Par Gérard Bon Reuters – Mardi 7 août, 12h56

PARIS (Reuters) – Peu satisfaits des explications de Nicolas Sarkozy, des élus de gauche insistent sur la nécessité de faire toute la lumière sur les conditions de la libération des infirmières bulgares par la Libye.

Le Monde s’interroge pour sa part, dans son édition parue mardi, sur plusieurs « zones d’ombre » du dossier, notamment le contenu exact de l’accord de coopération militaire signé le 25 juillet lors de la visite du président français à Tripoli.

« Nous voulons comprendre ce qui s’est passé. La vérité est loin d’être dite et faite sur cette affaire », a déclaré le député PS Jean Glavany sur Europe 1.

Il a estimé que les déclarations du fils du colonel Kadhafi, Saïf al Islam, étaient « suffisamment floues » pour justifier la demande de commission d’enquête parlementaire formulée par le PS et acceptée par Nicolas Sarkozy et l’ensemble de la droite.

« Il ne peut pas y avoir de diplomatie secrète dans une grande démocratie comme la nôtre », a souligné Jean Glavany.

Il a souligné que les parlementaires n’ont pas constitutionnellement le droit d’entendre Nicolas Sarkozy mais que la question du contrôle de l’action du chef de l’Etat pourrait être abordée dans le cadre de la réflexion sur la réforme des institutions.

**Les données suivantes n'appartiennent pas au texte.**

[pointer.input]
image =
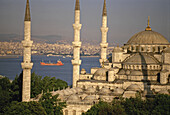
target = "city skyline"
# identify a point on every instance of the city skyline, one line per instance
(53, 19)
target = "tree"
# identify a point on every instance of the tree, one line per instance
(52, 104)
(104, 108)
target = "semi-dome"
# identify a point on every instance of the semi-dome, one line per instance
(141, 59)
(133, 87)
(148, 37)
(100, 74)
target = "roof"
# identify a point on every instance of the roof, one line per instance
(148, 37)
(77, 6)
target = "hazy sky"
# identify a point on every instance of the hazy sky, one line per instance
(55, 17)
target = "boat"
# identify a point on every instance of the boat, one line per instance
(59, 63)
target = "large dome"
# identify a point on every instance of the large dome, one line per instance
(148, 37)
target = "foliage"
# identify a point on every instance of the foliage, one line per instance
(160, 105)
(25, 108)
(52, 104)
(4, 93)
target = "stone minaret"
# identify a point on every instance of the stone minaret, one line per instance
(104, 30)
(27, 64)
(76, 45)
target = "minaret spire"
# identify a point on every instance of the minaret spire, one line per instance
(27, 64)
(104, 30)
(27, 12)
(148, 28)
(76, 62)
(104, 9)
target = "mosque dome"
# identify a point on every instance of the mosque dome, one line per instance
(148, 37)
(74, 98)
(100, 74)
(90, 98)
(118, 91)
(133, 87)
(141, 59)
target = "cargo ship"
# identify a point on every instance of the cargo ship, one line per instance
(59, 63)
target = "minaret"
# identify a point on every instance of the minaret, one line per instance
(76, 45)
(104, 30)
(27, 64)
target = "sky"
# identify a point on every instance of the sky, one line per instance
(55, 18)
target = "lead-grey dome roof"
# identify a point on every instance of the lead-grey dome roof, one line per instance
(148, 37)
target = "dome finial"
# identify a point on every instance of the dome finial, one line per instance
(148, 28)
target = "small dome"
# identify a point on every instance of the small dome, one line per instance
(118, 91)
(105, 91)
(90, 98)
(100, 74)
(136, 73)
(90, 90)
(127, 72)
(163, 92)
(121, 72)
(148, 37)
(166, 50)
(74, 98)
(133, 87)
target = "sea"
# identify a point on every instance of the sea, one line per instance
(10, 67)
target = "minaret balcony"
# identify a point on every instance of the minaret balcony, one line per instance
(76, 62)
(104, 45)
(26, 65)
(27, 43)
(77, 26)
(104, 29)
(76, 44)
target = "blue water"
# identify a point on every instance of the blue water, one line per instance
(10, 67)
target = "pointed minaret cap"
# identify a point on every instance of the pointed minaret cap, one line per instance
(104, 9)
(27, 12)
(77, 6)
(148, 28)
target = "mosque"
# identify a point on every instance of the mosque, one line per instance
(139, 67)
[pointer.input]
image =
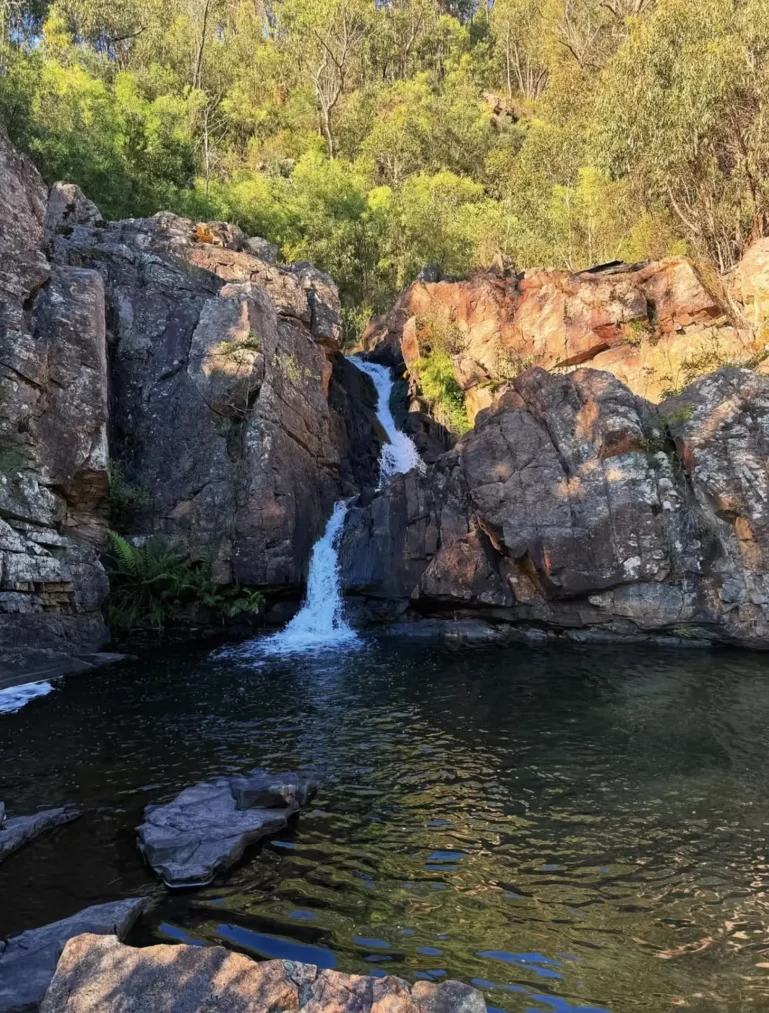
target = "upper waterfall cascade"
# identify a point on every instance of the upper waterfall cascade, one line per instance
(320, 622)
(399, 455)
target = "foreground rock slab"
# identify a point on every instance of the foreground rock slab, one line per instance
(98, 975)
(19, 831)
(206, 829)
(27, 962)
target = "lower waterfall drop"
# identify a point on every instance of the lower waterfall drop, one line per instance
(320, 622)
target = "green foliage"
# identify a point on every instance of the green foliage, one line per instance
(155, 586)
(374, 139)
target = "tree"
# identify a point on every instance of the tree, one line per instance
(325, 36)
(684, 110)
(520, 37)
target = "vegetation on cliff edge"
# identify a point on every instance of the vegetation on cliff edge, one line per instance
(374, 138)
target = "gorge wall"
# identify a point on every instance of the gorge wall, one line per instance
(171, 378)
(655, 326)
(575, 509)
(169, 374)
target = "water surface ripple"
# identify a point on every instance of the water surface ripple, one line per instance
(569, 831)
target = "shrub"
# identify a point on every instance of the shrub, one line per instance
(440, 387)
(154, 585)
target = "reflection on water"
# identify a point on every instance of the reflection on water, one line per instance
(569, 831)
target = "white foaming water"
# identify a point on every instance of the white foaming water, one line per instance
(400, 454)
(320, 623)
(17, 696)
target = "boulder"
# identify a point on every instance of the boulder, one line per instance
(27, 962)
(68, 206)
(99, 975)
(19, 831)
(206, 829)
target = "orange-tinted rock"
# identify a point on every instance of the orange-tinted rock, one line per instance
(577, 509)
(750, 284)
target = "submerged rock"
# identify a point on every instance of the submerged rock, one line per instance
(20, 830)
(206, 829)
(27, 962)
(97, 973)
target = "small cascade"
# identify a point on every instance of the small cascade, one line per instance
(320, 623)
(400, 454)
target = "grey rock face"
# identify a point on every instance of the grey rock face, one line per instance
(68, 206)
(53, 429)
(99, 973)
(27, 962)
(262, 790)
(19, 831)
(222, 380)
(206, 829)
(262, 249)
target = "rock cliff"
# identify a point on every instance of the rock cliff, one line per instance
(174, 373)
(577, 509)
(53, 433)
(171, 374)
(235, 421)
(655, 326)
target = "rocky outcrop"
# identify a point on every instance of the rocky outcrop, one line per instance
(577, 509)
(233, 417)
(234, 422)
(53, 431)
(206, 829)
(97, 973)
(655, 326)
(27, 962)
(20, 830)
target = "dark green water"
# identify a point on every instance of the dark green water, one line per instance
(569, 830)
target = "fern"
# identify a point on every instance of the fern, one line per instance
(154, 586)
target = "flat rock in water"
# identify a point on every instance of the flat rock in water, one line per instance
(27, 962)
(17, 832)
(99, 975)
(206, 829)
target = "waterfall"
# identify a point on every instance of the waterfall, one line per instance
(400, 454)
(320, 623)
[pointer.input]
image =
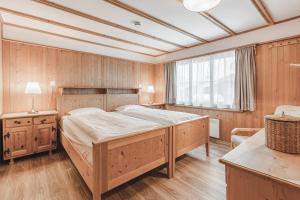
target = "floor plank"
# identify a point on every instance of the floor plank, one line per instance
(54, 177)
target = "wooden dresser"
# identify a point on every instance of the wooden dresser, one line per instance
(254, 171)
(25, 134)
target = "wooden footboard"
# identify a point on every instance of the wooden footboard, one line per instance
(120, 160)
(190, 135)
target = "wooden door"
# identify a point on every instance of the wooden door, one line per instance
(44, 137)
(17, 141)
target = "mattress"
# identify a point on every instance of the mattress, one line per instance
(163, 117)
(83, 130)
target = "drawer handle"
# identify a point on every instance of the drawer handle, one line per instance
(7, 151)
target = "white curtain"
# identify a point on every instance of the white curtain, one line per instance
(207, 81)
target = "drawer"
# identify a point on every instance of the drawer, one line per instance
(44, 120)
(10, 123)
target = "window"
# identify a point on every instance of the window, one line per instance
(206, 81)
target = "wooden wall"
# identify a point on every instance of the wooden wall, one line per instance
(25, 62)
(277, 84)
(1, 73)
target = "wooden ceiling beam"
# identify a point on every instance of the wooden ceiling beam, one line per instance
(103, 21)
(263, 11)
(154, 19)
(77, 28)
(73, 38)
(217, 23)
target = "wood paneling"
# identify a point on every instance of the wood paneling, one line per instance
(277, 84)
(159, 84)
(26, 62)
(1, 69)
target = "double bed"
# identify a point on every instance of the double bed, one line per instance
(111, 148)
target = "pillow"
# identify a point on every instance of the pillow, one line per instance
(82, 111)
(128, 107)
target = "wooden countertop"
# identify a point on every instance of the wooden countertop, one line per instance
(254, 156)
(26, 114)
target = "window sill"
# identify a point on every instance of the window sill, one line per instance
(207, 108)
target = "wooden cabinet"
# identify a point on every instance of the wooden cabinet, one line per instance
(25, 134)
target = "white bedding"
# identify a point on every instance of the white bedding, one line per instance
(82, 130)
(163, 117)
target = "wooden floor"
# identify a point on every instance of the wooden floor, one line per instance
(55, 177)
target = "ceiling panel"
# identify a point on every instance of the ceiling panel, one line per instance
(280, 9)
(120, 16)
(9, 18)
(14, 33)
(239, 15)
(173, 12)
(39, 10)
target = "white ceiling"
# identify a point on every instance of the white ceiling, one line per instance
(120, 38)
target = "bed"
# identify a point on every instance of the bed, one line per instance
(112, 160)
(189, 130)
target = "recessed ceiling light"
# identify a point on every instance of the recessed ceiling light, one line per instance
(200, 5)
(137, 23)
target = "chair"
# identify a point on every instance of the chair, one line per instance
(239, 135)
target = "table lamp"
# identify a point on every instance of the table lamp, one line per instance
(33, 88)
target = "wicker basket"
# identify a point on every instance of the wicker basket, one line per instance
(283, 133)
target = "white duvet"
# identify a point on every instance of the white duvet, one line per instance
(163, 117)
(86, 128)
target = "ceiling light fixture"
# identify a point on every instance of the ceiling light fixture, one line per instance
(200, 5)
(136, 23)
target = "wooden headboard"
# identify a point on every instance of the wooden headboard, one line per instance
(115, 100)
(108, 99)
(66, 103)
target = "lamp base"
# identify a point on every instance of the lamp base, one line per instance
(33, 112)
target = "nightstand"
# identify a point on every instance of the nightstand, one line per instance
(26, 134)
(155, 105)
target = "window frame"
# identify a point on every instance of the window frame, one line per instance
(213, 105)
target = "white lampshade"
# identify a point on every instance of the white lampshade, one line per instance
(150, 89)
(200, 5)
(33, 88)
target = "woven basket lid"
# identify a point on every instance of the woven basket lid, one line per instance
(284, 118)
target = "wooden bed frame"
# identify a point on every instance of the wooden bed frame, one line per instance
(187, 135)
(120, 159)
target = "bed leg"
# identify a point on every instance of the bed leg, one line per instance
(171, 163)
(96, 197)
(171, 169)
(207, 149)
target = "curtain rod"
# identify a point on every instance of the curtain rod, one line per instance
(234, 48)
(214, 52)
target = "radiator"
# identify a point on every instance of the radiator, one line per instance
(214, 128)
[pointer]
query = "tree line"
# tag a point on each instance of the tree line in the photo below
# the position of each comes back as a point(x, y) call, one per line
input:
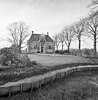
point(87, 26)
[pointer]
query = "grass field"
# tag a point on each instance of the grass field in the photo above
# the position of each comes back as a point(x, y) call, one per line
point(78, 86)
point(48, 63)
point(53, 60)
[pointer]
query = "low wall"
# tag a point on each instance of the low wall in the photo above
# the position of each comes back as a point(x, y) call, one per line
point(9, 89)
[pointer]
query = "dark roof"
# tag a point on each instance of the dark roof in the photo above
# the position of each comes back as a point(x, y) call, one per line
point(36, 37)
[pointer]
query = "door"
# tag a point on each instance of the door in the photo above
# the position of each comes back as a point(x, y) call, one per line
point(41, 49)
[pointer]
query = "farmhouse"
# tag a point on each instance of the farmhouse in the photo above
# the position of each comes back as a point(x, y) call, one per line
point(40, 43)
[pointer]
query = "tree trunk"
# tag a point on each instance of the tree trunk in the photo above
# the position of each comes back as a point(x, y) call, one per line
point(79, 46)
point(62, 46)
point(57, 48)
point(95, 49)
point(19, 49)
point(68, 49)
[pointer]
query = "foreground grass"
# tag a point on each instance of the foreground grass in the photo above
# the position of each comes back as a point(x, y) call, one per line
point(75, 87)
point(18, 73)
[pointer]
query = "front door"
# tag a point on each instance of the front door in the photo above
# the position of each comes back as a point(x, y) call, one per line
point(41, 49)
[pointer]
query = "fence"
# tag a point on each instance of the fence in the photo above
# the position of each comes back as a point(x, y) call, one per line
point(29, 86)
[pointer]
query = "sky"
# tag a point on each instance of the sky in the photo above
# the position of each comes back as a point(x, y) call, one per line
point(41, 15)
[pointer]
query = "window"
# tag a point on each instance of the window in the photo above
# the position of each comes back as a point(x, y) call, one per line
point(35, 47)
point(49, 47)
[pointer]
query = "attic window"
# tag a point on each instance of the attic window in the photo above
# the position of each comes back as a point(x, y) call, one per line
point(50, 47)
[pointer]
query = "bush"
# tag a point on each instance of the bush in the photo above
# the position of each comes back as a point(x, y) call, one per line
point(9, 58)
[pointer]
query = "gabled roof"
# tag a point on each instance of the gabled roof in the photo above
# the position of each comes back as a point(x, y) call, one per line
point(36, 37)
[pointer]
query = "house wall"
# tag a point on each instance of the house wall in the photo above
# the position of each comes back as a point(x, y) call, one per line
point(50, 47)
point(35, 46)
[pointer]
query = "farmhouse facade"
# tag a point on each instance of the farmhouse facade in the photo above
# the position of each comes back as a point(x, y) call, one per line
point(40, 43)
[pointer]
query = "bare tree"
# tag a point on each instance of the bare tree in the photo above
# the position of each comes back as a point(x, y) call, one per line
point(56, 39)
point(62, 39)
point(92, 29)
point(78, 30)
point(68, 36)
point(18, 32)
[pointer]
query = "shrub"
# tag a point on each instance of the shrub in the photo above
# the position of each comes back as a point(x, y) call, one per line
point(7, 57)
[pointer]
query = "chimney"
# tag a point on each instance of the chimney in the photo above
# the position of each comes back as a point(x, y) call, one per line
point(47, 33)
point(32, 32)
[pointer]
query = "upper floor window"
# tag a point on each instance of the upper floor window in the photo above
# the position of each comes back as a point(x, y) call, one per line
point(49, 47)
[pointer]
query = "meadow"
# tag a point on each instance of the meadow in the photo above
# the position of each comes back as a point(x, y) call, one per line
point(78, 86)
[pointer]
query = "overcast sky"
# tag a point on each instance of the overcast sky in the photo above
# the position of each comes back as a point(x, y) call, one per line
point(41, 15)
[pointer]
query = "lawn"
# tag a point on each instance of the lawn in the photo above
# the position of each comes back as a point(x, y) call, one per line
point(78, 86)
point(47, 63)
point(51, 60)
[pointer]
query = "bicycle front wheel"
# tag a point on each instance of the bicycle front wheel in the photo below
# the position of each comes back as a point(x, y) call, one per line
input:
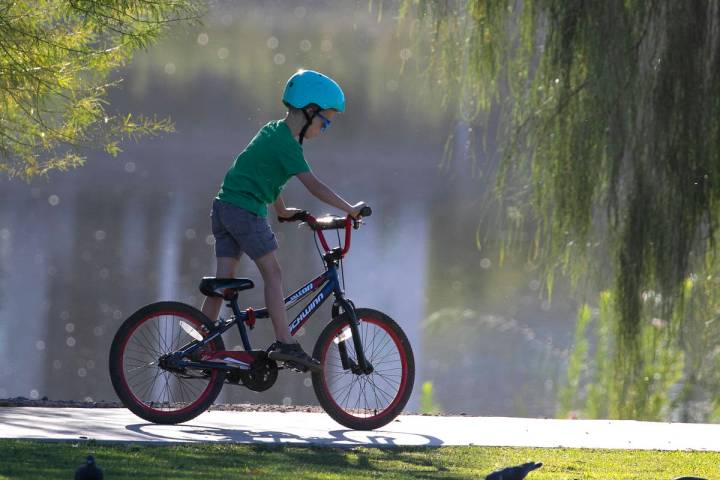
point(149, 390)
point(364, 401)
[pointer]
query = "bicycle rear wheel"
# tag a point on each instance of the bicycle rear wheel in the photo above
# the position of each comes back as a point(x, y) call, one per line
point(358, 401)
point(156, 394)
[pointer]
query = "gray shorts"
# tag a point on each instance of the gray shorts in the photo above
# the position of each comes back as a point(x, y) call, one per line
point(237, 230)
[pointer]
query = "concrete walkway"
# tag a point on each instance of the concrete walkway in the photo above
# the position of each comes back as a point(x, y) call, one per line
point(299, 428)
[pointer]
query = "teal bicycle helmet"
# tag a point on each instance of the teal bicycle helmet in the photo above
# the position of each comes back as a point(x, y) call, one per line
point(308, 87)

Démentant un quelconque marchandage avec le colonel Kadhafi, l’Elysée s’est efforcé de désamorcer la polémique en distinguant la libération des infirmières bulgares détenues en Libye d’éventuelles contreparties, en particulier des contrats d’armement signés avec Tripoli.

« Le contrat n’était pas lié avec la libération des infirmières », a répété Nicolas Sarkozy lors d’une rencontre avec des journalistes, dimanche, sur son lieu de vacances aux Etats-Unis.

AVENTURE NUCLÉAIRE ?

Mais Jean Glavany souligne les « contradictions » du chef de l’Etat. « Voilà que le président déclare innocemment : ‘Qu’est-ce qu’on me reproche ? D’avoir ramené du travail pour les ouvriers français ? Je l’assume’. Il faut que M. Sarkozy assume aussi ses contradictions », avance-t-il.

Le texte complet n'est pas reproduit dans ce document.